He knew the prototypes and finest examples of the genre of drama known as the “chronicle history.” He knew Marlowe and Shakespeare (and believed firmly the original spelling had been Shexpeer), he was on recitation terms with Dekker and Massinger. His familiarity with “Philaster” and Johnson’s “Alchemist” bordered on mania. He was, in essence, the perfect scholar of the drama of Elizabeth’s period. No slightest scrap of vague biographical or bibliographical data escaped him; he had written the most complete biography — of what little was known — on the life of John Webster, with a lucid and fantastically brilliant erratum handling all early versions of “The Duchess of Malfi.”

Herbert Mestman lived in a handsome residential section in an inexpensive but functional split-level he owned without mortgage. There are cases where erudition pays handsomely. His position with the University was such a case, coupled with his tie-up on the Brittanica ’s staff.
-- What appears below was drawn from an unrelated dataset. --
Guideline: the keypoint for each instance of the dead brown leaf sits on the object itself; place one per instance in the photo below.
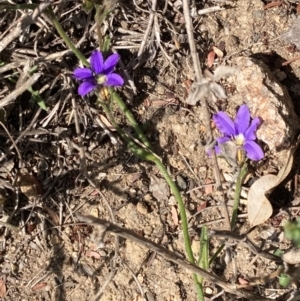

He was married, and Margaret was his absolute soulmate. She was slim, with small breasts, naturally curly brown hair, and an accent only vaguely reminiscent of her native Kent. Her legs were long and her wit warmly dry. Her eyes were a moist brown and her mouth full. She was, in every way, a handsome and desirable woman.

Herbert Mestman led a sedentary life, a placid life, a life filled with the good things: Marlowe, Scarlatti, aquavit, Paul McCobb, Peter Van Bleeck, and Margaret.

He was a peaceful man. He had served as a desk adjutant to the staff judge advocate of a smaller southern army post during the Second World War, and had barely managed to put the Korean Conflict from his notice by burying himself in historical tomes. He abhorred violence in any form, despised the lurid moments of television and Walt Disney, and saved his money scrupulously, but not miserly.

He was well liked in the neighborhood.

And —

Frenchie Murrow was seventeen years old. He was five feet eight inches tall and liked premium beer. He didn’t know the diff, but he dug premium. He was broad in the shoulders and wasped at the waist. The broads dug him neat. He had brown hair that he wore duck-ass, with a little spit erupting from the front pompadour to fall Tony Curtis–lackadaisical over his forehead. He hit school when there wasn’t any scene better to make, and his ’51 Stude had a full-race cam coupled to a ’55 Caddy engine. He had had to move back the fire wall to do the soup job, and every chromed part was kept free of dust and grease with fanatical care. The dual muffs sounded like a pair of mastiffs clearing their throats when he burned rubber scudding away from the Dairy Mart.

Frenchie dug Paul Anka and Ricky Nelson, Frankie Avalon and Bo Diddley. His idols were Mickey Mantle, Burt Lancaster (and he firmly believed that was the way to treat women), Tom McCahill, and his big brother Ernie who was a Specialist Third Class in Germany with the Third Infantry Division.

Frenchie Murrow lived in a handsome residential section in an inexpensive but functional split-level his old man had a double mortgage on. His old man had been a fullback for Duke many years before, and more green had been shelled out on the glass case in the den — to hold the trophies — than had been put into securities and the bank account.

Frenchie played it cool. He occasionally ran with a clique of rodders known as the Throttle-Boppers, and his slacks were pegged at a fantastic ten inches, so that he had difficulty removing them at night.

He handled a switch with ease, because, like man he knew he could do with it.

He was despised and feared in the neighborhood.

Herbert Mestman lived next door to Frenchie Murrow.


He caught the boy peering between the slats of the venetian blind late one Saturday night, and it was only the start of it.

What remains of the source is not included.